Heureusement, DAR conserve quelques touches metal, mais celles-ci sont TRES loin de ce que nous avions pu connaître auparavant. Dès l'entame et son single "Freiheit, Gleichheit, Brüderlichkeit", nous sommes bousculés dans nos principes notamment via cet effet dubstep qui lance les débats de façon impitoyable. On croirait entendre du Rammstein moderne jusqu'à ce refrain très enlevé tout en restant sobre, probablement le meilleur de l'album avec justement le morceau qui suit. "Wir", ou une ambiance indus encore plus poussée, très germanique avec son chorus à la Crematory (claviers fantomatiques à l'appui) réhaussé d'une superbe voix dark death qui fait son effet... peut-être le meilleur titre de l'opus avec l'interlude émotionnel déjà évoqué. Il y a d'ailleurs au final plus de bons morceaux que de titres qui nous laissent sur notre faim, ce qui malgré le changement de style et quelques incompréhensions est plutôt rassurant tant le changement de cap s'avère radical et complexe à assimiler.

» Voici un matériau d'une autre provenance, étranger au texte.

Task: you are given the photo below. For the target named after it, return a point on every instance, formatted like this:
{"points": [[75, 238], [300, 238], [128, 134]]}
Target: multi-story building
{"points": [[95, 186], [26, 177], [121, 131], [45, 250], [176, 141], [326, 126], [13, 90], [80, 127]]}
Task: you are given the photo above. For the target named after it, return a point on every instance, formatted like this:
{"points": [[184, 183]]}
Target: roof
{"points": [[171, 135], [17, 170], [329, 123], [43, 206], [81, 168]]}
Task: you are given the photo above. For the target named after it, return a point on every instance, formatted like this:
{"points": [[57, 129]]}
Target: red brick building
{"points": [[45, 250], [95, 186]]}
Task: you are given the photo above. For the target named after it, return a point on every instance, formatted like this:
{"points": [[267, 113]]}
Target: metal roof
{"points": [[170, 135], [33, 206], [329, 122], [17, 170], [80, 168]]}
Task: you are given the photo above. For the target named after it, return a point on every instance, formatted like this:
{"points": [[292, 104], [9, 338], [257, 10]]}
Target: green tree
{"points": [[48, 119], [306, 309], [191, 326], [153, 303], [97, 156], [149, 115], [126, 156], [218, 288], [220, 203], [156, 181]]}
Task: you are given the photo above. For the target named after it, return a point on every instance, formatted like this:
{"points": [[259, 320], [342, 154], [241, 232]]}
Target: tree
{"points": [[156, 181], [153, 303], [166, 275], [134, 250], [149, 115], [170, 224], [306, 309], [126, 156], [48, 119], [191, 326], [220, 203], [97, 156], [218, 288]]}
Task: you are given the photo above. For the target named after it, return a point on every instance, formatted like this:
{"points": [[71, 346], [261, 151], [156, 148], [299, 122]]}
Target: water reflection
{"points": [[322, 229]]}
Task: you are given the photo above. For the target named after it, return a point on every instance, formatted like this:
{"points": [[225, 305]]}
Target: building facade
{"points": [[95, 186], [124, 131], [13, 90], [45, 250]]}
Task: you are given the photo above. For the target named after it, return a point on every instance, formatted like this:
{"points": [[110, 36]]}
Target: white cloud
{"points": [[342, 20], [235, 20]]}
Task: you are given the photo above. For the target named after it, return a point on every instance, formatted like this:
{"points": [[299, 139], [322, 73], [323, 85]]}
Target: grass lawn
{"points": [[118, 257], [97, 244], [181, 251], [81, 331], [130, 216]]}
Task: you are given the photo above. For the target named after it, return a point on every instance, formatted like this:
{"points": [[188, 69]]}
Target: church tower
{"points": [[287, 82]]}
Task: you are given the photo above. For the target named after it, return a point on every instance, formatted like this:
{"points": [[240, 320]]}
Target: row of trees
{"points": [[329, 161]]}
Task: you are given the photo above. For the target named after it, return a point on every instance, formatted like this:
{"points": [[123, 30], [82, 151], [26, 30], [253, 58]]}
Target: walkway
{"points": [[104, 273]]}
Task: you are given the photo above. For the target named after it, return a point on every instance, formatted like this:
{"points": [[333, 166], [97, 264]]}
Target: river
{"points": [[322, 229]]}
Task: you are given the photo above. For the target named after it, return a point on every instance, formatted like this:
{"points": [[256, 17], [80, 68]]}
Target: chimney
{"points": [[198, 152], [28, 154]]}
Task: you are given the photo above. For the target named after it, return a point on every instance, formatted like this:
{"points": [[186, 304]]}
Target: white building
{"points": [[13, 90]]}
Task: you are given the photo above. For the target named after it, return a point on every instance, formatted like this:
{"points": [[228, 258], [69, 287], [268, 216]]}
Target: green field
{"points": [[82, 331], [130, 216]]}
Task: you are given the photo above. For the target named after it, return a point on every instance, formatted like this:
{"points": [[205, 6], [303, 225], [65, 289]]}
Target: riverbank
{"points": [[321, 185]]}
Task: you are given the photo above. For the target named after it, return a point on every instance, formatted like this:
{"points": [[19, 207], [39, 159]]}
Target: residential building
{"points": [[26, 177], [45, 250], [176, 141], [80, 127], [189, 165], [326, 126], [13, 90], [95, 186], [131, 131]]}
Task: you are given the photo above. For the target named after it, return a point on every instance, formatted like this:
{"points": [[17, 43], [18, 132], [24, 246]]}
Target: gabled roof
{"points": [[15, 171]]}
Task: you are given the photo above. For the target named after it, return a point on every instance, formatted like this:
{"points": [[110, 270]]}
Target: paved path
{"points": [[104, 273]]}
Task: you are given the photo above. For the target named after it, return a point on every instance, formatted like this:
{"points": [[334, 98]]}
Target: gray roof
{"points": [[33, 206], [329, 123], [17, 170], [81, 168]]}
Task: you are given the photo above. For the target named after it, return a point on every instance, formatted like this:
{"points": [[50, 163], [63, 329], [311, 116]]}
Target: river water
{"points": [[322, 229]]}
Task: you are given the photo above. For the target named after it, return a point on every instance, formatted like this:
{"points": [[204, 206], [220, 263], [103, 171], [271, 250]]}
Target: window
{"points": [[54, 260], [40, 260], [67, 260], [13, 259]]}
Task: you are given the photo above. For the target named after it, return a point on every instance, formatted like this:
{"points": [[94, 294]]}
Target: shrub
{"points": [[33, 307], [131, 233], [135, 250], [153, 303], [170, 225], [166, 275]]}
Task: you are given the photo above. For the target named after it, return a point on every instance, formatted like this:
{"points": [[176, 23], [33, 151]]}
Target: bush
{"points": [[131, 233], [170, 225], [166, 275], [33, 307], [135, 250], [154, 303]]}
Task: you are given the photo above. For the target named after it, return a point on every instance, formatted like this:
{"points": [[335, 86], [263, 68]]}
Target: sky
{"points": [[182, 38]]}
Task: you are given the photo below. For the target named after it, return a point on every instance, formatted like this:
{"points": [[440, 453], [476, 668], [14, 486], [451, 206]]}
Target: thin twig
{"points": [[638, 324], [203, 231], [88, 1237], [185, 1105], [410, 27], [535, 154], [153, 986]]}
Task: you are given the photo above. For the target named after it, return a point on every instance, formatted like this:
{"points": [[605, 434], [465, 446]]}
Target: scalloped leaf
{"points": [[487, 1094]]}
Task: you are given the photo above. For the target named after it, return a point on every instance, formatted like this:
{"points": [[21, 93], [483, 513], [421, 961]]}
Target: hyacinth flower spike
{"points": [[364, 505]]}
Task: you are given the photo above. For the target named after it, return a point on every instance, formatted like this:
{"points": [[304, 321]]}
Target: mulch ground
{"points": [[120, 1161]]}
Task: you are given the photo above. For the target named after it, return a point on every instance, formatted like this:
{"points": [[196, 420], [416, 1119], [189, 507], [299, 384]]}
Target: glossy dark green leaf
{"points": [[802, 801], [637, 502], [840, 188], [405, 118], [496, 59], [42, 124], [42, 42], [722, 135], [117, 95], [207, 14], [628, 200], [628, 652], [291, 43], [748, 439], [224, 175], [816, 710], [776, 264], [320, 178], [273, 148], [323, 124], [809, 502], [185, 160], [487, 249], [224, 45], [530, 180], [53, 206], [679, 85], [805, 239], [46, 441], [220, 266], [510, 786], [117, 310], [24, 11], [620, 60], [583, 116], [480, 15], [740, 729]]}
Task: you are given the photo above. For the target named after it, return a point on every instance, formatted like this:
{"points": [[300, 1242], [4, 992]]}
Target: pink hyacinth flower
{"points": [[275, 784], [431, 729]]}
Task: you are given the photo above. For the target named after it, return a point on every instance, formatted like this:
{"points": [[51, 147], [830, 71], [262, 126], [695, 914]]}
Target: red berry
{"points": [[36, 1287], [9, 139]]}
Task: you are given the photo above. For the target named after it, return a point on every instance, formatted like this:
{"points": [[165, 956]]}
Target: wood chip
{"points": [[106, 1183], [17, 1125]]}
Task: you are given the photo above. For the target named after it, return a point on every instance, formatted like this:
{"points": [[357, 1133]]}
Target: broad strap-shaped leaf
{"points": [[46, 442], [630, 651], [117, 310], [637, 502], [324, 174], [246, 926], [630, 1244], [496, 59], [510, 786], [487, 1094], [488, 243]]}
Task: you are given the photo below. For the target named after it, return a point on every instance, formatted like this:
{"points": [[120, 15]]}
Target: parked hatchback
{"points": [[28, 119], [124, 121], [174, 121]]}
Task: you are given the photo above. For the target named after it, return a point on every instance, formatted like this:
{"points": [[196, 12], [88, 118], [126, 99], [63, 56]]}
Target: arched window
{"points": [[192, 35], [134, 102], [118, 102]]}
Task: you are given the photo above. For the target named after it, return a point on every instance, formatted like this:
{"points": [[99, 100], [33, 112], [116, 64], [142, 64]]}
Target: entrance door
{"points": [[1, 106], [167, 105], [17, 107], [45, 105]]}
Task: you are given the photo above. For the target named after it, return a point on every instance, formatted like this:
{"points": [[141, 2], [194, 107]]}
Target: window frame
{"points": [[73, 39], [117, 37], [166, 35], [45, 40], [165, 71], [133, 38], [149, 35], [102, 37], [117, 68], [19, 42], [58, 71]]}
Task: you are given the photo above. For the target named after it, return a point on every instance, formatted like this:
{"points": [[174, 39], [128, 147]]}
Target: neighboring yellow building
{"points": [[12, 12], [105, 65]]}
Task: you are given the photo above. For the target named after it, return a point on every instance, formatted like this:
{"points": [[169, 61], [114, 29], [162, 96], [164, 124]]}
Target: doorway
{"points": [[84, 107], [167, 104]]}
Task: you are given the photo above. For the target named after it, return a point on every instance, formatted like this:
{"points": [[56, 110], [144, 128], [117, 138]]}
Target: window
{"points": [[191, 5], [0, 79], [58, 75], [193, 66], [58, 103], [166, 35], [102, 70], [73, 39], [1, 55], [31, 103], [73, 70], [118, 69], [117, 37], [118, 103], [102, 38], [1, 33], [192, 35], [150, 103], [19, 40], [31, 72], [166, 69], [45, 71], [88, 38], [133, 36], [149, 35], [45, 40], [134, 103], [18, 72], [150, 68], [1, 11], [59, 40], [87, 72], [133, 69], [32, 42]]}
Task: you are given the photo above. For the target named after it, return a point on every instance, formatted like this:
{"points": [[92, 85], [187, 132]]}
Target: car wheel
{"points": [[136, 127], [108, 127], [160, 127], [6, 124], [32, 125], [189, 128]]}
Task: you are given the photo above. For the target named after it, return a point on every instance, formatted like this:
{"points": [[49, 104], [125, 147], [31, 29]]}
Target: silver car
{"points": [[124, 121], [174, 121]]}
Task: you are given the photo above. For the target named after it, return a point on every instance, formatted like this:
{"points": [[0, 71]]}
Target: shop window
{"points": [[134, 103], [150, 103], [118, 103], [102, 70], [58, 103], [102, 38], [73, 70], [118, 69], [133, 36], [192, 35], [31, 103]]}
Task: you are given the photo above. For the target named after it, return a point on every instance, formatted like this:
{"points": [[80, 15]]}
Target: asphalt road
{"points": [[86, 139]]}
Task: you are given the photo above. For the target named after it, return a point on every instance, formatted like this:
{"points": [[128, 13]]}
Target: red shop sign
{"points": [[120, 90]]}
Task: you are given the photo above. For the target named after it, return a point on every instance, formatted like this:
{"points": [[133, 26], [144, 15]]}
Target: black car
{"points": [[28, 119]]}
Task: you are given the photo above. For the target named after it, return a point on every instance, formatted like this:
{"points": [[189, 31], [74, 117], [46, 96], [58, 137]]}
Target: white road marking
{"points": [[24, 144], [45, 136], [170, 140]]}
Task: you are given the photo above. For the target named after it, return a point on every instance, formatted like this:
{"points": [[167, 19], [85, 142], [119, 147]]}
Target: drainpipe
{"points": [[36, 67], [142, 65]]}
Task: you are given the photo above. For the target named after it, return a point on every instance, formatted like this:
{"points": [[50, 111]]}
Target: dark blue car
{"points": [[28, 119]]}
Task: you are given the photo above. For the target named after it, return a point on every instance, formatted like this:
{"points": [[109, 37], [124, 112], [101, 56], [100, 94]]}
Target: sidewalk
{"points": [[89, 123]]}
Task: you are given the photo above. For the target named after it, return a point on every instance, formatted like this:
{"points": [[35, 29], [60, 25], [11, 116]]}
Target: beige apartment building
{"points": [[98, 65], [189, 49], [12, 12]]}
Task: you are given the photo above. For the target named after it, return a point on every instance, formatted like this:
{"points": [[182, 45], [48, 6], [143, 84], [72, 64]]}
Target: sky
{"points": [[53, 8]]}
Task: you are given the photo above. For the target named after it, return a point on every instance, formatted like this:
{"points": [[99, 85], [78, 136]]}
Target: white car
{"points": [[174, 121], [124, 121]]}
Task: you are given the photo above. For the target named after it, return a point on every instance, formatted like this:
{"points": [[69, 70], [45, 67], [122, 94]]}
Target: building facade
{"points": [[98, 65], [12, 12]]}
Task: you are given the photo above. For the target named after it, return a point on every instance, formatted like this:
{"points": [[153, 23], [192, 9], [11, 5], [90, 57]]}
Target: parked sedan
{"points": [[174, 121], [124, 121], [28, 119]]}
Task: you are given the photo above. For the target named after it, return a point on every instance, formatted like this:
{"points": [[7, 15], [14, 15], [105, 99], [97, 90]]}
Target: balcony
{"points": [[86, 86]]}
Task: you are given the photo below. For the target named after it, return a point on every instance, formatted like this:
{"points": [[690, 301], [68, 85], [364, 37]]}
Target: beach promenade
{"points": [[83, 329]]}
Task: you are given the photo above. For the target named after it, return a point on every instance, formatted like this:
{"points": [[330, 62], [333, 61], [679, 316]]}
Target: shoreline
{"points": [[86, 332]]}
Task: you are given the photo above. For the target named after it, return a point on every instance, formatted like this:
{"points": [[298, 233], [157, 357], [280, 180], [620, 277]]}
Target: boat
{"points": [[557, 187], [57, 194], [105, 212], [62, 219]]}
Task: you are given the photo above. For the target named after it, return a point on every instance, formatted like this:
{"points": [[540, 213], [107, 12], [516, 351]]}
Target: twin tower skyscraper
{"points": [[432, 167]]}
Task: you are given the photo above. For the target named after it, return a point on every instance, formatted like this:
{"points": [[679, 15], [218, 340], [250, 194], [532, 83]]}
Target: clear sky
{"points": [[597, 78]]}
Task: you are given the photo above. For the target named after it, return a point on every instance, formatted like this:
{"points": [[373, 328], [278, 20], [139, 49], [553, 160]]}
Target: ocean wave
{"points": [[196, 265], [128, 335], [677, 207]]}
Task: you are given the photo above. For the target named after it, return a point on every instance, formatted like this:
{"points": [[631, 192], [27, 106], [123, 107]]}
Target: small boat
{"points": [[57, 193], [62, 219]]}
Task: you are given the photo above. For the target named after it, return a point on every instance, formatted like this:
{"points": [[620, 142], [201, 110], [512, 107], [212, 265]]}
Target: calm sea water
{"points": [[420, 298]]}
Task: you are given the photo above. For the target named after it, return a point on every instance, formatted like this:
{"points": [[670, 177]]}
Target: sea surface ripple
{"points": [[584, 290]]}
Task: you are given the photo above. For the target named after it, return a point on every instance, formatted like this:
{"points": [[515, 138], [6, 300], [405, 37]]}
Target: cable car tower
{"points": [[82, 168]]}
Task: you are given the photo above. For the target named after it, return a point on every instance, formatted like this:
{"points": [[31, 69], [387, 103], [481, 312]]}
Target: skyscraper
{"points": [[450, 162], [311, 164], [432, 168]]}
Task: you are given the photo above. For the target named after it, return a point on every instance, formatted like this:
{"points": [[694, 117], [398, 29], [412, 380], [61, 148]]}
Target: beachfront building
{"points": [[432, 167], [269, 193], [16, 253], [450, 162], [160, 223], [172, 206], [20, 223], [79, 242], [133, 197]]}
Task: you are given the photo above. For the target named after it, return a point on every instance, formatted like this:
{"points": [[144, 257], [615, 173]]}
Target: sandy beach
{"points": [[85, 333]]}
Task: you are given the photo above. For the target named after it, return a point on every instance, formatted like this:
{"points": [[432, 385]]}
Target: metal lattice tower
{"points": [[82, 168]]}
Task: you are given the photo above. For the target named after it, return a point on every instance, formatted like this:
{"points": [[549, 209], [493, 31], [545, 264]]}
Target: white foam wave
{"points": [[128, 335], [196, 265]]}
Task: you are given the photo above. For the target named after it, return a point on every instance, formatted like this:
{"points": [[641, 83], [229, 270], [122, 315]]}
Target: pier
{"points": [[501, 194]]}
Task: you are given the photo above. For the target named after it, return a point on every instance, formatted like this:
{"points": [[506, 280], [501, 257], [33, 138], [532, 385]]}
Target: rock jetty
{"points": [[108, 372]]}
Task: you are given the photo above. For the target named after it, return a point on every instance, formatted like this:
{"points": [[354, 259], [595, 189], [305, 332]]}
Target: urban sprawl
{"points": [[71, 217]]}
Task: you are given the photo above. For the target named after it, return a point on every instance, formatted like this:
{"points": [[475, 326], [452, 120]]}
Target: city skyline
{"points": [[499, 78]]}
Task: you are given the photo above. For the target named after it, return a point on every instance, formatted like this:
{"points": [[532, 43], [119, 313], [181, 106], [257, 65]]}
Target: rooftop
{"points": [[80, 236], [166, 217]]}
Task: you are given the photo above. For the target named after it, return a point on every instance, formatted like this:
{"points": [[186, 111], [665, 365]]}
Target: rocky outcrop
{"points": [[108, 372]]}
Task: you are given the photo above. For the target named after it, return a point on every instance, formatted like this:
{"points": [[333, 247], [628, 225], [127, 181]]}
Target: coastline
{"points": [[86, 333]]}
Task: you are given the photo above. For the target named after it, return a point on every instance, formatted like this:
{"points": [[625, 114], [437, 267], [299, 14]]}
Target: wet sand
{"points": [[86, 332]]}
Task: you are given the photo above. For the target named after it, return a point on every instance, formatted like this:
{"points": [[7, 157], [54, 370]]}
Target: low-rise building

Voici le style d'album qui va totalement diviser les avis. Entre ceux qui voudront le sabrer ne reconnaissant plus du tout le groupe qu'ils ont tant aimé et ceux qui salueront une prise de risque très osée en soulignant le grand travail réalisé par le groupe, il y aura une vraie bataille. Situons-nous donc honnêtement plus ou moins entre les deux, car en toute objectivité Die Apokalytischen Reiter entame plutôt bien ce qui semble être une mue complète (à confirmer à l'avenir, mais il semblerait que le combo aurait envie de pousser encore plus loin l'expérience, jugeant cet album encore trop... metal, c'est dire !), il reste encore quelques petits points à régler avant de les voir comme des poissons dans l'eau dans cette nouvelle approche musical mais le talent des musiciens ainsi que d'écriture ne fait aucun doute sur ce Tief. Nous regretteront peut-être un changement trop brutal qui laisse certains morceaux quelque peu incompris malgré l'enchainement des écoutes, un détail qui sera très certainement réglé à l'avenir par un combo des plus talentueux. Quant au style plutôt folk death bien barré qui jalonnait leurs précédentes sorties... en faire le deuil sera compliqué, espérons qu'il en subsistera quelques émanations sur scène.
Note : 6.5/10
PS : L'album sortira avec un second CD intitulé Tiefer et comprenant des reprises acoustiques de quelques tubes bien connus du groupe. Nous n'avons malheureusement pas pu disposer de cette seconde partie qui sera pourtant proposée dans chaque sortie et donc pas pu (pour l'instant) vous en proposer la chronique.